I remember when The Rising came out. As hard as it was to get through, my dad loved it. From “Empty Sky” to “My City of Ruins,” I felt like finally, someone was telling my dad’s story. That album always made him smile. Even years later, Bruce continued to be a musical conduit between my father and me, bringing us the joy that only his music can in a much different way than “Born in the USA” did. He gave me that child-like happiness again and again and brought a moment for us to escape life’s agony and just listen and sing.

We lost my father on February 7, 2019 to 9/11 related illnesses. He fought as hard as he could and I did everything I thought of to keep him with us. We almost lost him previously in November after he had emergency surgery and the irony of something so unexpected leading to his death was not lost on me. Four years later, I still don’t understand.

In 2020 when Covid hit and I found myself alone, I worried excessively about how I would maintain my mental health. I missed my Dad and went from feeling alone from his loss to being alone in every way possible. I didn’t know what to do. I did not want to live in a world without my dad and I certainly did not want to live in the world of 2020. One morning I went on YouTube and saw a suggestion of a Bruce concert in Rome. I hadn’t listened to his music in a while because I just didn’t have the heart to. I clicked on it and my mouth dropped when heard what song it was. My house filled immediately with the haunting vocals of Land of Hope and Dreams. It was as if Bruce and the E Street Band had given me a direct line to talk to my dad – in that moment, I knew he was there with me. So I listened and I sang until I was screaming and crying. Then I played another song. And another. Before I knew it, I was having my own Bruce dance party in my house in Lambertville, much to the abject horror of my poor dogs who were non-consensually watching me.

I started walking. I bought ear buds. I kept listening and kept walking. It felt like church. I don’t know how I would have survived Covid without Bruce Springsteen and the E Street Band. They kept my dad here and present and made me feel like someone was always with me. And hey – they even gave us an amazing new album to listen to! I made dinner every night alone, and it always started with “Thunder Road” no exception and ended with “Dancing in the Dark.”
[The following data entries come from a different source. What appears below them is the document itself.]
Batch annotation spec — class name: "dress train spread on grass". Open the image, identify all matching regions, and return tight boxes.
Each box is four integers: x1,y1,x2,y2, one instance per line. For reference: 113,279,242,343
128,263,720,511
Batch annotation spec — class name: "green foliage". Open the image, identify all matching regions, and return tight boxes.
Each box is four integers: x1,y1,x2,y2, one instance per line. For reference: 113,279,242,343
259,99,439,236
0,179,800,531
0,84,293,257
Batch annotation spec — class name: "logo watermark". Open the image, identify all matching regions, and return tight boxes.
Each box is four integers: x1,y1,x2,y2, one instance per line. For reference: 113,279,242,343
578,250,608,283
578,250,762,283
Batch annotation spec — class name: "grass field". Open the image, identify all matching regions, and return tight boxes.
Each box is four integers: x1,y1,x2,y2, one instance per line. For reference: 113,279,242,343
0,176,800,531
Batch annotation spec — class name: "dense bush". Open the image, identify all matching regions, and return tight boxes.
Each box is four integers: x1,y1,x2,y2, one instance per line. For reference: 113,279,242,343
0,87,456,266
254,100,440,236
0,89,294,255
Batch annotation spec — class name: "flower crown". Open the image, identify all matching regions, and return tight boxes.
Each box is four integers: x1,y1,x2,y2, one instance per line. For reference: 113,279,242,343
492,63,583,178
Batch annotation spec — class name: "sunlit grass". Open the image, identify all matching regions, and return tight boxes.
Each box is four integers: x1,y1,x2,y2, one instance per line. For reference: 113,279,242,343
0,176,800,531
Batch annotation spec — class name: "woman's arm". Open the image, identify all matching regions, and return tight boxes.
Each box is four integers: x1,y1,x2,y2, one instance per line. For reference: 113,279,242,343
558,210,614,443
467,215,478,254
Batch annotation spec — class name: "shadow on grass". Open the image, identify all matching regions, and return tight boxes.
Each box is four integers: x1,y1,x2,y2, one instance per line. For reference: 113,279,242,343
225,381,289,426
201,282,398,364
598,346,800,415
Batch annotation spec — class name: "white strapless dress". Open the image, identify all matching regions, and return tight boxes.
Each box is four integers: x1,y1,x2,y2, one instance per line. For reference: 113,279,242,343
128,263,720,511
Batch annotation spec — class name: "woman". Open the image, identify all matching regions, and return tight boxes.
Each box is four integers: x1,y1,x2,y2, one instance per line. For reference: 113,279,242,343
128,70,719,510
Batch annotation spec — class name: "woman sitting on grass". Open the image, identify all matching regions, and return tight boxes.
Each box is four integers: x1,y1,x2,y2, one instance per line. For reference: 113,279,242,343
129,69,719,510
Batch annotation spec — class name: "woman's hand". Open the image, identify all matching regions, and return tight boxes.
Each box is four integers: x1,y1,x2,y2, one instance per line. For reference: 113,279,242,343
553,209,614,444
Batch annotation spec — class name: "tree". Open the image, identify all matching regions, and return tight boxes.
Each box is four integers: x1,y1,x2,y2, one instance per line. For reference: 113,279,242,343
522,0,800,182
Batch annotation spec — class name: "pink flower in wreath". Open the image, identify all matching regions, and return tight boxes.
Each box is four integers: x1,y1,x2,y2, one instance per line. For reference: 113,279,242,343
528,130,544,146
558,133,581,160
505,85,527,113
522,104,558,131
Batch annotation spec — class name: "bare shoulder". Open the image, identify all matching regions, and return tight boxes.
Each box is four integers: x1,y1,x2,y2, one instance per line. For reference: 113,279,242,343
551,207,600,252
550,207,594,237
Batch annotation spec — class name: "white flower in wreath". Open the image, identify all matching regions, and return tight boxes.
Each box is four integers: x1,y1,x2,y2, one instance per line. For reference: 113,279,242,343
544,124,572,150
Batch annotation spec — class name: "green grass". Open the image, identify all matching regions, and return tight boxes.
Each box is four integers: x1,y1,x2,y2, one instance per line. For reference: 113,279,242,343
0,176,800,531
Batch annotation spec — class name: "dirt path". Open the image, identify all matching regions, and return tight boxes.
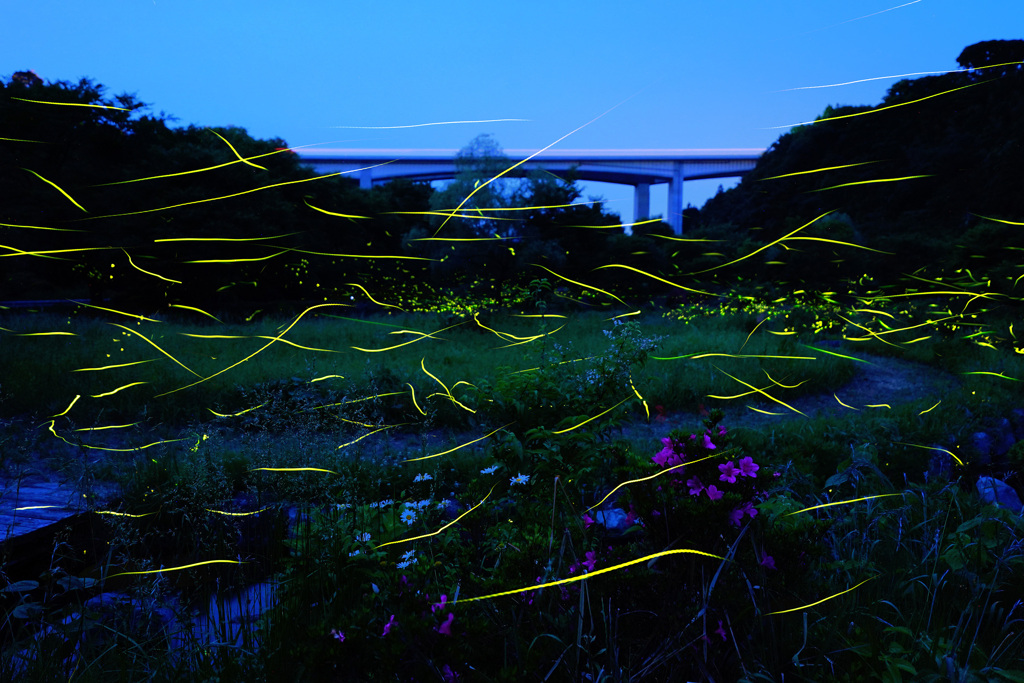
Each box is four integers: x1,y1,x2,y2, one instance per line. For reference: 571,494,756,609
624,353,959,443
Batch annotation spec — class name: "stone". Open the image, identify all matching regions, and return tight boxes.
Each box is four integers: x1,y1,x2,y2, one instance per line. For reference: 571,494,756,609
1010,408,1024,441
971,432,992,465
992,418,1017,458
977,477,1024,514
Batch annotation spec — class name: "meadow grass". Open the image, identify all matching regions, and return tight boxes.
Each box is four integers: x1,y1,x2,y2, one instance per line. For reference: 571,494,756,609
0,286,1024,681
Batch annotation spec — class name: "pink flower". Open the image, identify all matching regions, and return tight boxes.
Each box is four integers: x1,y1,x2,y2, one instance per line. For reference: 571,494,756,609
739,456,761,477
651,446,676,467
718,461,739,483
686,476,703,496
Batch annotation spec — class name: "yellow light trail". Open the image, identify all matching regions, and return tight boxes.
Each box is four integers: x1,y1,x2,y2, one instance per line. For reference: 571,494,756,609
50,394,82,417
713,366,807,418
765,81,991,130
249,467,337,474
401,422,515,463
551,394,639,434
530,263,629,306
782,494,903,517
893,440,966,467
106,560,248,579
809,174,933,192
90,382,148,398
431,104,618,237
452,549,728,604
77,172,341,220
765,575,878,616
22,168,89,213
686,214,836,275
758,161,879,182
69,299,160,323
168,303,224,325
207,128,266,171
11,96,131,112
374,484,498,550
594,259,716,297
155,303,342,398
302,199,370,220
108,323,200,378
584,449,735,512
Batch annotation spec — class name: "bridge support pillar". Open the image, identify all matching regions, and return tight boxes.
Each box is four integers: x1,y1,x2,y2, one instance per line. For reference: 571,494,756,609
633,182,650,221
668,162,684,234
Fast forward to 2023 – the year I remember fantasizing about since Covid. The year Springsteen promised we would pack the stadium in New Jersey and he would play to the roar of 50,000 fans.  The minute I saw the “Welcome Home to New Jersey” signs at Metlife I broke down. Bruce was in the building. My surrogate dad was going to play live the music that brings my Dad to me.

For almost three hours they held church. I cried through many of the songs that reminded me of my father. I screamed either “New Jersey” or “Jersey” back at him 1.2 million times. It still wasn’t enough. I love this State and I love this man. I will never be able to put into words what the experience meant to me. I had the three most important people in my life with me and I got to witness their first time at a Bruce concert. You can’t imagine what it looks like to see the eyes of someone watching them perform for the first time – nothing like it.

I will never be able to say thank you enough to Bruce. I will never have the full words to explain what he has meant to me. It is a week before 9/11 and this man brought my dad back to me in a way that no one else could on a looming day that is typically torment and agony. It will most likely be those two things, but being with him in East Rutherford, NJ for the night of Friday September 1 has brought me more solace than anything on this Earth could bring me. I don’t care what anyone has to say about it – you can critique all you want, nit-pick performance choices and complain you didn’t “get your song,” but at the end of the day we got to hear the sound of angels through the mouth of a man who has meant so much to us here. I will be forever grateful that I got to spend time with the Man, the Myth and the Legend, as my Dad called him, right before a time that is so difficult. Thank you Mr. Springsteen and the E Street Band. Because of you I know how to find him.



 A Nice Italian Girl from Middlesex County, NJ.